This the multi-page printable view of this section. Click here to print.

Return to the regular view of this page.

PanHunter Preprocessing

This section guides you through all tools and reference data used by PanHunter for preprocessing.

1 - Reference genomes

For the following species reference genomes are available in PanHunter: TO-DO give list

For model species such as mouse and human we maintain several reference genomes. If you would like to know which ensemble version is the latest in the respective release please see our changelog. The reference genome consists of a fasta file that represents the actual DNA strands and an annotation file (gtf file) that contains the positional information of every gene in the genome/fasta file.

For the human reference genome the soft masked (sm) primary assembly is used and this is then extended at Evotec with custom spike-in sequences. Soft-masked means that the nucleotides for repeat stretches are converted to lower-case. Repeats can also be masked (rm), then repeat associated nucleotides are converted to N's. The primary assembly tracks a single unbranched path through the genome. In other words there is only a single base per position and the so called haplotype (alternative base calls) are not included. Toplevel fasta files also include alternative base calls/ haplotype information.
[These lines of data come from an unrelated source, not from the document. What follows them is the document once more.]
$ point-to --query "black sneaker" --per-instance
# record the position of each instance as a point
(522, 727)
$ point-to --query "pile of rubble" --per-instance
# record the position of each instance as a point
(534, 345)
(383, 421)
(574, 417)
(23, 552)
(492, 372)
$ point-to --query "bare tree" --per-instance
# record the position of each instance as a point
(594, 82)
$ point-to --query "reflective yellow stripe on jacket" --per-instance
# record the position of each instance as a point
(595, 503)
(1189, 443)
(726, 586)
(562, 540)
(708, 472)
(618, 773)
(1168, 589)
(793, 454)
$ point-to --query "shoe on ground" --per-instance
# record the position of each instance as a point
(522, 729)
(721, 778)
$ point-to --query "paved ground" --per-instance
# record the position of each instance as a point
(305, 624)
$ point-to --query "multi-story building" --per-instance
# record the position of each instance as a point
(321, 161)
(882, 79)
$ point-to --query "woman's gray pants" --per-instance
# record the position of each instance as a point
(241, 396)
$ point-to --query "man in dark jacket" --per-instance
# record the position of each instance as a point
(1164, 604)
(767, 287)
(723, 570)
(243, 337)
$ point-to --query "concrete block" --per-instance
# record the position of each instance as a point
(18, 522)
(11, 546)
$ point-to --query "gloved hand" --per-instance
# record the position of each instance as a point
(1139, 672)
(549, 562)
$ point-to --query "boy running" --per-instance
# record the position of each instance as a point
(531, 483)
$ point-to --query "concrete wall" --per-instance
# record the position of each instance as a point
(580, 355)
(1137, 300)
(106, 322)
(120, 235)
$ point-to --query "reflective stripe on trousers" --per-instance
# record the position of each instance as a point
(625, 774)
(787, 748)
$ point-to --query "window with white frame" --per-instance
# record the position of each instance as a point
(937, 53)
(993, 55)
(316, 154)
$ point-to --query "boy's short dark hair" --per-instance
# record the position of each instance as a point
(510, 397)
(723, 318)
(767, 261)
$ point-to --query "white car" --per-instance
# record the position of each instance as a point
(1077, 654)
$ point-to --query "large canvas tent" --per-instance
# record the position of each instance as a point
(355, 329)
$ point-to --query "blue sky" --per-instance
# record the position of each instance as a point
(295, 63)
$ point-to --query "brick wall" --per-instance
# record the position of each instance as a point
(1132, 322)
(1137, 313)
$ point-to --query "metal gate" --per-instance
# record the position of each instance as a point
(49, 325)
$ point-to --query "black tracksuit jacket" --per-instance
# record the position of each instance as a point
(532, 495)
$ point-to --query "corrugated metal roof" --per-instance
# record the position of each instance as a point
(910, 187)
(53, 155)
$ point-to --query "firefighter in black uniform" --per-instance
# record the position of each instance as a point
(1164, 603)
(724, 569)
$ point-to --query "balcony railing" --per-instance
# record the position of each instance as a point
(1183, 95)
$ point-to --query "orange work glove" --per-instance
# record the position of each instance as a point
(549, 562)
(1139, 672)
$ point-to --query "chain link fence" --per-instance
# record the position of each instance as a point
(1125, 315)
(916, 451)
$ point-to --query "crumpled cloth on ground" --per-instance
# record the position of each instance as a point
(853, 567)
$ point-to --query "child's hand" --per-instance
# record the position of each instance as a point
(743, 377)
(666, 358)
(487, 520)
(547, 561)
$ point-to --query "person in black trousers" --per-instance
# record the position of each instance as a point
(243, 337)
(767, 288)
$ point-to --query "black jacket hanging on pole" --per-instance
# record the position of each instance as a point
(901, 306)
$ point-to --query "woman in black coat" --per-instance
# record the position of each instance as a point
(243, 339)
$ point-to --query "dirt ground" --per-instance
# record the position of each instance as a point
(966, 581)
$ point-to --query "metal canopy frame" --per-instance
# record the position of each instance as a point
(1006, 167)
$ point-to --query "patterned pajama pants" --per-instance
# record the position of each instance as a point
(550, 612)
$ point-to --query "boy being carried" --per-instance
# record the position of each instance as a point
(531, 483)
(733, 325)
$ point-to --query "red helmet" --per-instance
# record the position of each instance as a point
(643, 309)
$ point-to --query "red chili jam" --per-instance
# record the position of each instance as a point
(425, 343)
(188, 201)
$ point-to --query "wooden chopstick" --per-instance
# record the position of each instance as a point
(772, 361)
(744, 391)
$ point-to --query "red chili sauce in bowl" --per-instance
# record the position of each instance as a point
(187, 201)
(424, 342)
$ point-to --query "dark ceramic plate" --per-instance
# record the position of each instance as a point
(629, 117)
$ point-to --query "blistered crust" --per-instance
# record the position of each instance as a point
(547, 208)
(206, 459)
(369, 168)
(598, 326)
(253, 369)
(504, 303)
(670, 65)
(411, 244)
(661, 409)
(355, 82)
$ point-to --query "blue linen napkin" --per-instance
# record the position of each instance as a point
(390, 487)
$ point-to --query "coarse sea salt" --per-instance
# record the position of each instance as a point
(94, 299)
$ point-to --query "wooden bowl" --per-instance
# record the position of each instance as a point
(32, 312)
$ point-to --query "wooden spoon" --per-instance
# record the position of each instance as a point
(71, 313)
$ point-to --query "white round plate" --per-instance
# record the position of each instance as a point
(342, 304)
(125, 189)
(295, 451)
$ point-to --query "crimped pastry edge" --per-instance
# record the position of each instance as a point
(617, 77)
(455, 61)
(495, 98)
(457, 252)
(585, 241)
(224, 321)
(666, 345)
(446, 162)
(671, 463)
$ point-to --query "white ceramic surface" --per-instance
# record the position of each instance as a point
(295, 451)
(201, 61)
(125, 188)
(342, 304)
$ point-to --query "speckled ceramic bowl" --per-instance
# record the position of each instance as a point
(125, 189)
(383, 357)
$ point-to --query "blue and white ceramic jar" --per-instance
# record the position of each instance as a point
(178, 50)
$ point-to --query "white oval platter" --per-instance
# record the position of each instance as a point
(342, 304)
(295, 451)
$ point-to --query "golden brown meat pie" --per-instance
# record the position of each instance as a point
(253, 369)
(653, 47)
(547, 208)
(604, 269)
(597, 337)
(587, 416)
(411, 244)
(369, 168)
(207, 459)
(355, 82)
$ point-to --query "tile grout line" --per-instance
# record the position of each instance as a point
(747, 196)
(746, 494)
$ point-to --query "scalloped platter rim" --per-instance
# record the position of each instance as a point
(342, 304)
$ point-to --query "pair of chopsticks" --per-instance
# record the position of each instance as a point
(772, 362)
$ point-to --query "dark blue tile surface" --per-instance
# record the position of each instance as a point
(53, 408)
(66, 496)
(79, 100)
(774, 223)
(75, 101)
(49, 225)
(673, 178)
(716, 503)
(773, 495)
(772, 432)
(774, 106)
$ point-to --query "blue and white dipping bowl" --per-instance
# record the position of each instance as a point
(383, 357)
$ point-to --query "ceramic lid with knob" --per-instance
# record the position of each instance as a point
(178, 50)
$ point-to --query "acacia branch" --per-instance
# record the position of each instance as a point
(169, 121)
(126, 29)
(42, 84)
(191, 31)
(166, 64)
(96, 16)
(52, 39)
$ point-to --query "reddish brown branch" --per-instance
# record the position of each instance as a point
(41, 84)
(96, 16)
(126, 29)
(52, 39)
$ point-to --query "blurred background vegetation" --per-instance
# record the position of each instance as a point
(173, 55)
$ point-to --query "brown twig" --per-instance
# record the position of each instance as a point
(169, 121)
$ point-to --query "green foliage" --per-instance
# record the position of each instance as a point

One of the spike-ins, that the soft-masked primary assembly is extended with at Evotec, is PhiX174. PhiX174 is often used in illumina sequencing runs to increase the library quality or balance the GC content (See Phix Illumina version3 - product by illumina). Please note that the reads for PhiX should not be assigned to the fastQ files because there is no index read attached to the PhiX transcripts. Sometimes these reads do get erroneously assigned to a fastQ file due to index read bleeding (the index of a closeby cluster on the flowcell is interpreted as the index of PhiX). Barcode hopping could the other reason for an erronous assignment, this happens when indices break of and reattach within the multiplexed libraries.

The fasta file and gtf annotation contain spike in information for PhiX and for EGFP as well as for 92 ERCC (External RNA Controls Consortium) spike ins that are used to control for variation in RNA sequencing experiments.